Simon
Simon

Reputation: 352

ActionDispatch::IntegrationTest suppresses exceptions

When debugging failing integration tests, I keep running into the same problem where the exceptions raised in my code are suppressed and not shown in the testing output.

For example, for the following controller and test:

class RegistrationController::ApplicationController
  def create
    # some code that raises an exception
  end
end
class RegistrationFlowTest < ActionDispatch::IntegrationTest

  test 'user registers successfully' do
    post sign_up_path, params: { username: 'arnold', password: '123' }
    assert_response :success  
  end

end

The output is something like

Minitest::Assertion: Expected response to be a <2XX: success>, but was a <500: Internal Server Error>

Is there a way to see the exact raised exception? Instead of just the difference of HTTP response code?

Thanks!

Simon

Upvotes: 2

Views: 1561

Answers (2)

BLewis
BLewis

Reputation: 150

My recommended approach to this issue would be to actually parse the response provided by Rails (at least by default in test and development environments) which includes the stacktrace for the error and handle that in the case that your test fails. This has the advantage that it won't output the stacktrace when errors are raised that don't result in failing tests (e.g. scenarios where you are intentionally testing how failures are handled).

This little module that I've crafted will allow you to call assert_response_with_errors to assert the response to a call but output the exception message and stack trace in a readable format when the response is not what you expected.

module ActionDispatch
  module Assertions
    module CustomResponseAssertions
      # Use this method when you want to assert a response body but also print the exception
      # and full stack trace to the test console.
      # Useful when you are getting errors in integration tests but don't know what they are.
      #
      # Example:
      # user_session.post create_gene_path, params: {...}
      # user_session.assert_response_with_errors :created
      def assert_response_with_errors(type, message = nil)
        assert_response(type, message)
      rescue Minitest::Assertion => e
        message = e.message
        message += "\nException message: #{@response.parsed_body[:exception]}"
        stack_trace = @response.parsed_body[:traces][:'Application Trace'].map { |line| line[:trace] }.join "\n"
        message += "\nException stack trace start"
        message += "\n#{stack_trace}"
        message += "\nException stack trace end"
        raise Minitest::Assertion, message
      end
    end
  end
end

To use this, you need to include it into ActionDispatch::Assertions before Rails has loaded its stack in your test_helper.rb.

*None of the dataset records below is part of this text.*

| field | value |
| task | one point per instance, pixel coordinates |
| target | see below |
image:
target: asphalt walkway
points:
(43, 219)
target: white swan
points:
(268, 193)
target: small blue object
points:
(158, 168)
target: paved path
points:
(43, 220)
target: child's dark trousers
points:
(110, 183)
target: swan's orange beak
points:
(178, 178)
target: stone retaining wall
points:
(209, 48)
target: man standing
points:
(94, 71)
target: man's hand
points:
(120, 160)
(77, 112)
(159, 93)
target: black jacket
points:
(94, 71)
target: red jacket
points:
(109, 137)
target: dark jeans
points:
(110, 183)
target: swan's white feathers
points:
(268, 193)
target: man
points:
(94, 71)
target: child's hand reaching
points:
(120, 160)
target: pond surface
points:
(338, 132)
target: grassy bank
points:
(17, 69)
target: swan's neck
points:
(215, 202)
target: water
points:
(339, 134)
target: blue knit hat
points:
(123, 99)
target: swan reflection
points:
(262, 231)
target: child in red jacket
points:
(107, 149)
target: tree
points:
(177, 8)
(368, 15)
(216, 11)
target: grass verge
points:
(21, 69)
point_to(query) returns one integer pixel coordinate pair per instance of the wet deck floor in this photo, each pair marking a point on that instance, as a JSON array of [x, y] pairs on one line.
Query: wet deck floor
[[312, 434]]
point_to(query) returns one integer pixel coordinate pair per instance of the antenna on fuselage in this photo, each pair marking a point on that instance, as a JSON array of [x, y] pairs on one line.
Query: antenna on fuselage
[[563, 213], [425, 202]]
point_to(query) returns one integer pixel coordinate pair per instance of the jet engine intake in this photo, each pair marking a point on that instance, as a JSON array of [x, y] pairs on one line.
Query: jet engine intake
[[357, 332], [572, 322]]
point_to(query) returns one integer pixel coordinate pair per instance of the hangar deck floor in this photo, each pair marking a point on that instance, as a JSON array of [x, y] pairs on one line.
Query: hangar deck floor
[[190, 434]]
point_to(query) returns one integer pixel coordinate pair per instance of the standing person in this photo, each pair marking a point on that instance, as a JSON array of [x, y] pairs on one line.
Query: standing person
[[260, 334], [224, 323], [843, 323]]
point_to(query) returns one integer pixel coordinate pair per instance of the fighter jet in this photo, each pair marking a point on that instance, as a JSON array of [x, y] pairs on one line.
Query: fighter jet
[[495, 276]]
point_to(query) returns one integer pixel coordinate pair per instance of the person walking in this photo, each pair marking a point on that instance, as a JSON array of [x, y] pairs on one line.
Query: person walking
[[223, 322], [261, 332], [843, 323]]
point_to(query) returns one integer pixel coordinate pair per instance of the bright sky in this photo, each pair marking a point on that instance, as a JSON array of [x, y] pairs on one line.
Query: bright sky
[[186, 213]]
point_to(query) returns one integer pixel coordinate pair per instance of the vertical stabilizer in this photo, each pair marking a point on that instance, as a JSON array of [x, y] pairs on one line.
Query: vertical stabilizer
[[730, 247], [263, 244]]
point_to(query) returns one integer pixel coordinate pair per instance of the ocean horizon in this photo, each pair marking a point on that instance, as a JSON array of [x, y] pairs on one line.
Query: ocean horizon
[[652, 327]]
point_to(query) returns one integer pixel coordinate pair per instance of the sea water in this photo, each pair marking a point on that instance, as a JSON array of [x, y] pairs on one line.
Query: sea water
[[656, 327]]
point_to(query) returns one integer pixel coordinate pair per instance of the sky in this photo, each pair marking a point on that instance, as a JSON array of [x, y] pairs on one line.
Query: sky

So just prepend the include into your test_helper.rb, like this:

ActionDispatch::Assertions.include ActionDispatch::Assertions::CustomResponseAssertions
require File.expand_path('../../config/environment', __FILE__)
require 'rails/test_help'
...

Upvotes: 1

rwold
rwold

Reputation: 2476

This will happen because Rails controllers by default handle exceptions and raise the 500 status, making the exceptions invisible to the test suite (which is very helpful if errors are raised in unit tests of a model). Options for disabling this in your test suite, or alternative workarounds, are discussed here.

The key lines of code from that link, which should be added to test/integration/integration_test_helper.rb:

ActionController::Base.class_eval do
  def perform_action
    perform_action_without_rescue
  end
end

Dispatcher.class_eval do
  def self.failsafe_response(output, status, exception = nil)
    raise exception
  end
end

EDIT: I've noticed that that link is quite old now. I'm really familiar with Rack, so whilst the first block looks ok to me, I'm not sure if the second will still be current. You might need to have a look at the relevant current Rails guide if it needs bringing up to date.